Pantelis Arapinis of AD Gallery set out to connect the dots between older and younger generations of Greek artists in the group show “What Does New and Interesting Mean?” Arapinis’s title alludes to the historic 1996 exhibition at the Athens School of Fine Arts of works from the Dakis Joannou Collection, called “Everything That’s Interesting Is New.” In the exhibition at AD, the works—high quality though by no means seminal in all cases—were installed on two floors, with juxtapositions of recent and older works spanning 1950 to the present.
The photographer known as Nelly’s (1899-1998), more widely recognized for fashion magazine spreads than gallery exhibitions, was represented by works from the series “New York Easter Parade” (1953), presented with texts by various poet collaborators in a grid as book page mock-ups. The crisp style of Nelly’s contrasted with the weathered materials of a 1965 brown paper collage by Jannis Kounellis. Dialogues about the expanded use of photography developed between various works, such as a group of Lucas Samaras Polaroids from 1971, and a self-portrait on photosensitive canvas (1986) by the now revered—if only in Greece—Nikos Kessanlis (1930-2004). Vlassis Caniaris, another avant-gardist who came of age in the ’60s, had two plaster sculptures displayed against the wall. In Face to Face (1969), a torso with outstretched arms emerges from a sheet of plaster, as if enacting a literal translation from painting to sculpture. Legendarily irreverent in art and life, Alexis Akrithakis (1930-1994) was represented by a wall-hung assemblage from 1982 composed of nails, wood, paint and plastic flowers; it resembles a mantelpiece topped by a tilted picture frame on a gouged black wall.

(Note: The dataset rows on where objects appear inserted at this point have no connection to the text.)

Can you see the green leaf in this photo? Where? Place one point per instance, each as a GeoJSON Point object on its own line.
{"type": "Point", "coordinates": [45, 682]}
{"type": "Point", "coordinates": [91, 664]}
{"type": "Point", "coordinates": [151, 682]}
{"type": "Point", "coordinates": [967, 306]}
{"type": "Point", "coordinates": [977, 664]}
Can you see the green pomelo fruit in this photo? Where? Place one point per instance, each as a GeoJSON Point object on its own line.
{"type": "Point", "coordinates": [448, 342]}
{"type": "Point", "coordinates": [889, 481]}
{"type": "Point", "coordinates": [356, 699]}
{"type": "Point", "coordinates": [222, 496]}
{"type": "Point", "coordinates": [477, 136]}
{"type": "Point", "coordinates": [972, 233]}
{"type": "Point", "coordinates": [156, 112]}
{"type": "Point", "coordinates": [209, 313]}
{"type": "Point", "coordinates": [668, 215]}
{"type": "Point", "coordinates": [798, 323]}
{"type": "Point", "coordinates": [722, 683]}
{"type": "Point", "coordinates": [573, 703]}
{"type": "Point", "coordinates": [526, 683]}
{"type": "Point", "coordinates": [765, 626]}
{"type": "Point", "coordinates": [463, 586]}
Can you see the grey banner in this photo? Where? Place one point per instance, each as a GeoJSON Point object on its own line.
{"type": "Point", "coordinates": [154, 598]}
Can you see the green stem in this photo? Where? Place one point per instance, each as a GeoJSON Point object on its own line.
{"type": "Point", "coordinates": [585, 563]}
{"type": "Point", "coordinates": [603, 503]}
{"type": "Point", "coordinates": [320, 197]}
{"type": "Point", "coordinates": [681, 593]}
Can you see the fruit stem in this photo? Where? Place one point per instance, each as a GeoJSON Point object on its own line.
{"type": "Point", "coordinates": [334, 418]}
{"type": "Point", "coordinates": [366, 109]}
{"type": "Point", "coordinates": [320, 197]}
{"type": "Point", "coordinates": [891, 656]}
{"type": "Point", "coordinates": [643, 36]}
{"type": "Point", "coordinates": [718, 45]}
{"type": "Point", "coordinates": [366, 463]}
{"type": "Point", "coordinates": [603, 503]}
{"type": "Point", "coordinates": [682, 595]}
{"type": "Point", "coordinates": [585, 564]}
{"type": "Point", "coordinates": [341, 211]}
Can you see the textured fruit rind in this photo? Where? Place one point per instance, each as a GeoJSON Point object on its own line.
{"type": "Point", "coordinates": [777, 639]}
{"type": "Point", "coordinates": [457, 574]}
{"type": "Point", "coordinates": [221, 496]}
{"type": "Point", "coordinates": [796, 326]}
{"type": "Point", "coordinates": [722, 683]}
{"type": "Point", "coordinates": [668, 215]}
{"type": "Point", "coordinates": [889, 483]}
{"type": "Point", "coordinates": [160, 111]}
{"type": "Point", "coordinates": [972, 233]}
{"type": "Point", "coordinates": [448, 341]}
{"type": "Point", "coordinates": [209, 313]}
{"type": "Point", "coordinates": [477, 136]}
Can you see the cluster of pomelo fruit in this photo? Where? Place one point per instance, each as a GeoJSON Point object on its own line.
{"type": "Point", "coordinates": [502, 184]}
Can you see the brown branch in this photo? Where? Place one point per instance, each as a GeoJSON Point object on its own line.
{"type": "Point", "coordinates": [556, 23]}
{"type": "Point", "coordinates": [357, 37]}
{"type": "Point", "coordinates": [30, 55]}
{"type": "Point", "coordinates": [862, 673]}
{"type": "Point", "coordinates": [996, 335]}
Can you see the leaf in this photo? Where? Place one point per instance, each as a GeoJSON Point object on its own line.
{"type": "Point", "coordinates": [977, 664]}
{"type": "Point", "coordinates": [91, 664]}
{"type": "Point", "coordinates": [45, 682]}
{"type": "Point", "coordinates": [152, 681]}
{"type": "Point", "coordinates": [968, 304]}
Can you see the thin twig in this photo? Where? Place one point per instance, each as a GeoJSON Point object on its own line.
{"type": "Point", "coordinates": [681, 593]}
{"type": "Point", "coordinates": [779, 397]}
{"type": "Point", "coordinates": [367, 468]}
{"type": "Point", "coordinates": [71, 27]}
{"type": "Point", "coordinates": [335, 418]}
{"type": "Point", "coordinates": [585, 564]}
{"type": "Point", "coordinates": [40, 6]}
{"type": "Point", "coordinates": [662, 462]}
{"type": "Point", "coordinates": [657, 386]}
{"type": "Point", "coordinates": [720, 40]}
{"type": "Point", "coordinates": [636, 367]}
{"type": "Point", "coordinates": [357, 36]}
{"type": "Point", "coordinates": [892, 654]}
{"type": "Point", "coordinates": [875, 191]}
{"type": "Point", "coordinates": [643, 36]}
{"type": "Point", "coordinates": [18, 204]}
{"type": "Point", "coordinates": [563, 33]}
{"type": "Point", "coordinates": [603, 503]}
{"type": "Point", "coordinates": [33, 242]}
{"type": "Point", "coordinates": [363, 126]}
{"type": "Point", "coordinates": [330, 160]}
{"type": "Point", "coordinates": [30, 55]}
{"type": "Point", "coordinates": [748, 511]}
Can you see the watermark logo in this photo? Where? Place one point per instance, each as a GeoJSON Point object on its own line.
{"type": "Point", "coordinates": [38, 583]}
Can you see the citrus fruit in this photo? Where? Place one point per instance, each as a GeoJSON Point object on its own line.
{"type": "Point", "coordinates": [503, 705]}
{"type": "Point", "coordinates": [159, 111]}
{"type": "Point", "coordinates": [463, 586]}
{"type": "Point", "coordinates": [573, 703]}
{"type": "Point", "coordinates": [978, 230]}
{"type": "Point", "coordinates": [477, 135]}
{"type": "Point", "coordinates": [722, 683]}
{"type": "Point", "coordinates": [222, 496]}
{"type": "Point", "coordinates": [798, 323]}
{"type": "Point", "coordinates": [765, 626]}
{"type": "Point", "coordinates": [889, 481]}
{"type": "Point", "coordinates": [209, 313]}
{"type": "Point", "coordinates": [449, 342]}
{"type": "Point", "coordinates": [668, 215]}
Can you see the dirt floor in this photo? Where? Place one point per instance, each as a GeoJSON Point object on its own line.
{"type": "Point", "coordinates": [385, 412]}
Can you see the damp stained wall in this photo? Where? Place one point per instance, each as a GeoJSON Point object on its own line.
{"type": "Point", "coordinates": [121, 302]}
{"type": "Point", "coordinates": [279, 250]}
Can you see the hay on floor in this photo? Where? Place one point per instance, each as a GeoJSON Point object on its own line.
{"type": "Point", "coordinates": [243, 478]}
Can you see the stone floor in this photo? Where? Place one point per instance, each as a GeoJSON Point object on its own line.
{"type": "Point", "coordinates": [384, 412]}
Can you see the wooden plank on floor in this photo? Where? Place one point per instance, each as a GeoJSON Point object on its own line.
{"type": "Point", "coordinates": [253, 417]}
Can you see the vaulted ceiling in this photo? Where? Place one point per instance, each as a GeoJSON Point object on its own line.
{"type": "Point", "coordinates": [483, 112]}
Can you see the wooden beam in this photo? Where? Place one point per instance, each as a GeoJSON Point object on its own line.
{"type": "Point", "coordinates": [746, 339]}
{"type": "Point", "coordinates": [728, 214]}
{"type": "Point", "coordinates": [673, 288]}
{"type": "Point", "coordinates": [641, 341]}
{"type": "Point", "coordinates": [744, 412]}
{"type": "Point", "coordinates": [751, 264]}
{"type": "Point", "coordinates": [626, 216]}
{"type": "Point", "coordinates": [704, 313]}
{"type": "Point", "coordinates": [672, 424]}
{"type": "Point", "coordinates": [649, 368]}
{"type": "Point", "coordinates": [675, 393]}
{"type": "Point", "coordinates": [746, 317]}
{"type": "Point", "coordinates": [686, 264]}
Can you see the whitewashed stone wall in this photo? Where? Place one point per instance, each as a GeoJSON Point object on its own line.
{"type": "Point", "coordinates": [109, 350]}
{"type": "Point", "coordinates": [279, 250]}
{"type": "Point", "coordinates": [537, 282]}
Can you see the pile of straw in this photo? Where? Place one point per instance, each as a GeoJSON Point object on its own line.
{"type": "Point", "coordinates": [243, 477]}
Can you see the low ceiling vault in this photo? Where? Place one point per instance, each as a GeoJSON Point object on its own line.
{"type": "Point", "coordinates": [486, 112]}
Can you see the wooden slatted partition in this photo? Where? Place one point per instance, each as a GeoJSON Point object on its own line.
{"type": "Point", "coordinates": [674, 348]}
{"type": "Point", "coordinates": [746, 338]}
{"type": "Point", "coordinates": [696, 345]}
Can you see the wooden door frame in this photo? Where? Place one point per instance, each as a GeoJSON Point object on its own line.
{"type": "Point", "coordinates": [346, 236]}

Works by artists currently in mid-career were shown alongside those of this older generation. Savvas Christodoulides’s Half Moon (2005) consists of a kitschy carved wood eagle grasping white lace in its beak and perched on a cardboard shipping box marked FRAGILE. Also on view were Nikos Markou’s large, digitally composed, untitled photograph (2007) of a cityscape at night, and Christos Charissis’s eerie painting (2008) combining areas of abstraction with a photorealistic Snow White dwarf and a toy dinosaur skull. Kostis Velonis, a sculptor who recently participated in the Lyon and Brussels biennials, makes monuments of detritus. Rappel à l’Ordre (2008) and I Shall Preserve My Only Love (2008) return to the Constructivism of Tatlin, albeit with the materials of Richard Long. Born in Athens in 1979 and currently based in New York, Georgia Sagri is a performance artist who here contributed a mixed-medium drawing and a color photograph.
Arapinis sought to demonstrate that postwar and contemporary Greek art reflect the country’s particular political and social transformations. In this, he succeeded to a degree, though the show was not strong enough to convince the unconverted. As there are very few books, monographs or exhibition catalogues on the subject and the process of building a permanent contemporary art museum has been much delayed, the task of trying to tackle the construction of an art-historical narrative seems to have fallen to a commercial gallery.
Above: Left to right, works by Nelly’s, Kostis Velonis, Vlassis Caniaris, Chryssa Romanos, Christos Charissis and Alexis Akrithakis; in “What Does New and Interesting Mean?,” 2008, at AD Gallery.